William Riebsame Travis
Ph.D., Clark University
Associate Prof, Dept. of Geography
Director, Center for Science and Technology Policy Analysis
http://spot.colorado.edu/~wtravis
Email: william.travis@colorado.edu
Office: Grandview, Rm. 210
Phone: (303) 492-6312
Research Interests
Travis’s teaching and research focus on human behavior in the environment, including the human dimensions of climate change, land use, and the interaction of people and ecosystems.

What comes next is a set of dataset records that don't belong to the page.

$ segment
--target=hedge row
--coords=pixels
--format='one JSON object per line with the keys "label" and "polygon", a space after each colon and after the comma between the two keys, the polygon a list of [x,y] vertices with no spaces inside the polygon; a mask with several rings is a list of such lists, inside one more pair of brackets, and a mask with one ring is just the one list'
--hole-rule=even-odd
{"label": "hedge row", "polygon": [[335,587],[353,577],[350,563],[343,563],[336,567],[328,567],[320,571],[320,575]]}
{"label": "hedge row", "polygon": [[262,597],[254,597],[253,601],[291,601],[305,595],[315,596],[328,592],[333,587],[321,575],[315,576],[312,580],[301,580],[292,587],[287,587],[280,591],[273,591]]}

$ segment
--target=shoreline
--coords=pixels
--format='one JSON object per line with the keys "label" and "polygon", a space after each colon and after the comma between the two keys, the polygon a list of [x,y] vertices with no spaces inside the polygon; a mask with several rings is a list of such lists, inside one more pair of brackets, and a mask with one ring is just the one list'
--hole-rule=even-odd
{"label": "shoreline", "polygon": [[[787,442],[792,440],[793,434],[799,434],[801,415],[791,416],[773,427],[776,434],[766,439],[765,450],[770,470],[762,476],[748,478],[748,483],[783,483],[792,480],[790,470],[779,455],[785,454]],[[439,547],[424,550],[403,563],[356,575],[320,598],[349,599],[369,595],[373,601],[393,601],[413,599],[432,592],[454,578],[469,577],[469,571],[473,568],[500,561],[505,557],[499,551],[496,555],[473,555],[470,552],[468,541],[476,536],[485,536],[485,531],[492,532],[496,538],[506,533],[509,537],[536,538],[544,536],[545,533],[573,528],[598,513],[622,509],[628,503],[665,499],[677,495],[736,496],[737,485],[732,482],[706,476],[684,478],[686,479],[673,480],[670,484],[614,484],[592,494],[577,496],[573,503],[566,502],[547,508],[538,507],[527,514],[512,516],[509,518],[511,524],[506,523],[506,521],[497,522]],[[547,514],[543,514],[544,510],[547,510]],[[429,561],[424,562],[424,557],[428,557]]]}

Current Research:Understanding adaptation decision making under climate uncertainty
Colleagues and I study how people make decisions in adapting to climate variability and change. With support from NOAA, the Western Water
Assessment, and CIRES, we have combined several software tools into an “adaptation testbed” that allows us to test hypotheses about adaptation in systems like agriculture and species conservation (see figure). Our main focus is on the role of extreme events. We found cases in our first round of simulations last year where extremes trip premature and inefficient adaptation by farmers experiencing worsening climate. Our goals this year have been to extend the analysis to other sectors,
such as infrastructure maintenance, wastewater management, and habitat conservation, and to explore adaptation decision alternatives that avoid this over-adaptation trap. Though the test-bed is built around quantitative decision models, qualitative, empirical studies of the choices and policy contexts faced by actual decision makers are an important part of the work. Former CIRES master’s student Kristin Gangwer interviewed ranch families in the Rockies to build a rich roster of the options and constraints they face in adapting to drought. Now CIRES graduate student Katie Clifford is surveying land managers in the Gunnison Basin about how climate affects their decisions. Mary Huisenga, a recent geography master’s graduate, has remained with the team part time to develop a decision model for wastewater dischargers
attempting to stay within stream-temperature guidelines. Pressure to adapt is greatest in response to extreme events and in post-disaster situations. But extremes are difficult for climate models to simulate, so our approach was simply to force an arbitrary extreme (often based on a historical event) into the decision simulation. A better method will treat extremes as members of climate distributions, so their occurrence changes as climate varies. Field interviews indicate the need also to include transient events that aren’t necessarily extreme but still dramatically affect decision makers,
such as rapid spring snowmelt in the mountains or cold spells in otherwise mild winters that can kill off a crop meant to survive winter dormancy. We want to know more about how transients and extremes act as pacemakers of adaptation.
Publications
Click here for a complete list of published works »
Honors and Awards
- Orton Family Foundation Fellow (2004-06): One year fellowship to student and write a book about changing land use patterns in the American West.
- Outstanding Public Service Award (1992): Federal Emergency Management Agency, Washington, DC: “For exemplary leadership, enthusiasm, and intellect in improving hazards reduction in the U.S.” Washington, DC.